Me oh my. Emily Maynard has quite the line-up of attractive hunks vying for her heart this upcoming season. Reality Steve, up to his latest research tricks, has been revealing more and more of Emily’s men. Wetpaint put together a heart-thudding slideshow of these attractive men. One to note is race car driver, Arie Luyendyk, Jr. (see below). I see what you did there, ABC….Also, as per the usual, quite a few models are among the bunch. And what’s that, a Canadian as well? Swoon.
As I mentioned previously for The Bachelor, I don’t usually post spoilers because I like to watch the season unfold without knowing what will happen. One exception I make is revealing the contestants before ABC does, because frankly no one is going to remember most of these attractive men after they’re kicked off the first night. So if your curiosity is piqued, I’ve included the link to the slideshow here. But see below for a few teaser shots. Enjoy!
The first official photo of Emily Maynard as the next Bachelorette has been released. Surprise surprise she looks as stunning as ever.
Premieres Monday, May 14th, 2012
Bio: Emily Maynard
Brad Womak’s (Season 16 of The Bachelor) pick – but they broke up
Daughter: Ricki, now 6-years-old
Occupation: Was an Event Planner at Children’s Hospital, now a stay-at-home mom doing charity work with Levine Children’s Hospital and Hidden Valley Middle School
Resides in: Charlotte, North Carolina but originally from Morgantown, West Virginia
To read the official announcement from ABC click here. According to ABC, “[Emily] is looking for someone who makes her laugh, doesn’t take himself too seriously and can be her best friend.” Aren’t they all?
Although most Bachelor/ette junkies knew well in advance thanks to the internet, Chris Harrison made the announcement on Good Morning America.
Rumors: Spotted: the camera crew in Bermuda.
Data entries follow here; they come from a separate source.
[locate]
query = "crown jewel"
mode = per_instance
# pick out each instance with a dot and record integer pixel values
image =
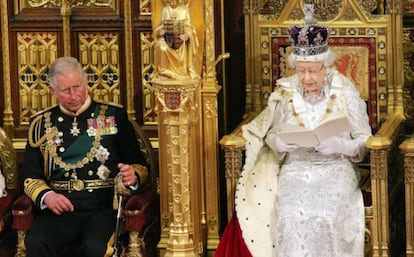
(311, 39)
Looks like they did take filming outside of Emily’s hometown of North Carolina where she wanted to film to stay close to her daughter Ricki. There are a few other spoilers about Emily Maynard’s dates. I won’t mention all of them here, but I’ll just provide you the link in case you want to fulfill your curiosity. I will say that it seems like Brad Womak comes back to take a look at her new suitors.
There have also been a few pics floating around of Emily heading to the gym with her daughter in tow and what’s this? A ring on her finger. From the blurry close-ups it doesn’t look like a wedding ring to me, but it is on the choice finger. Maybe Emily did find love. INF Daily has the full album of pictures.
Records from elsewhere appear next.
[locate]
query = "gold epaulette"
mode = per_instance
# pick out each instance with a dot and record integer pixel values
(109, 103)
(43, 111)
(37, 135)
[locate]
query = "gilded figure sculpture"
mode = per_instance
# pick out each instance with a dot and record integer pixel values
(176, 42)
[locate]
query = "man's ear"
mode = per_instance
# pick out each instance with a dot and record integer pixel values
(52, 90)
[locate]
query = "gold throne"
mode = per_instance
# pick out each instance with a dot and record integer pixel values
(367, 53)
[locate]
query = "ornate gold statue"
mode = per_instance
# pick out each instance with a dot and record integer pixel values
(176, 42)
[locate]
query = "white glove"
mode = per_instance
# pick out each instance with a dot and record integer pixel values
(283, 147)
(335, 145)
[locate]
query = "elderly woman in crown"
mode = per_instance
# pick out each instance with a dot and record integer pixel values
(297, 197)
People magazine started the buzz about Emily Maynard (the blonde, barbie doll-esque beauty who spits out rainbows and butterflies and probably has all of the animals in the forest sing with her) being the next Bachelorette. I have to admit I wasn’t all too thrilled with this pick. While Ben’s likability has been growing on me this season (slowly but still on the up-and-up), Emily Maynard’s likeability has been decreasing. Now before you start coming at me with pitchforks, let me say she may very well be a sweetheart. HOWEVER, production tends to focus heavily on Emily’s obsession with her daughter – Ricky this and Ricky that. It’s sweet, but also wearing on my last nerve and I don’t know if I can manage a whole season of that.
But wait! Hold the phone.
Emily Maynard may NOT be the new Bachelorette for Season 8 according to recent articles by Wetpaintand RumorFix. An unidentified source (aren’t they always) from within The Bachelor production world said:
“Emily definitely wants to be the next Bachelorette. She filled out the paperwork, but that doesn’t 100% mean she’ll be chosen. ABC won’t decide until this season is over because they want to see how the audience reacts to the current group of girls. There may be a girl this season that the audience likes even more than Emily.”
So looks like Ben’s brigade of bachelorettes have the potential to swoop in and steal the Bachelorette title from Emily.
Makes sense. Ratings are king. They want you to tune in. So speak up Bachelor Fans…who do you want to see as the next Bachelorette?
Wetpaint also has a cute article listing who they think should be the next Bachelorette over Emily in case you want to see how the polls are leaning.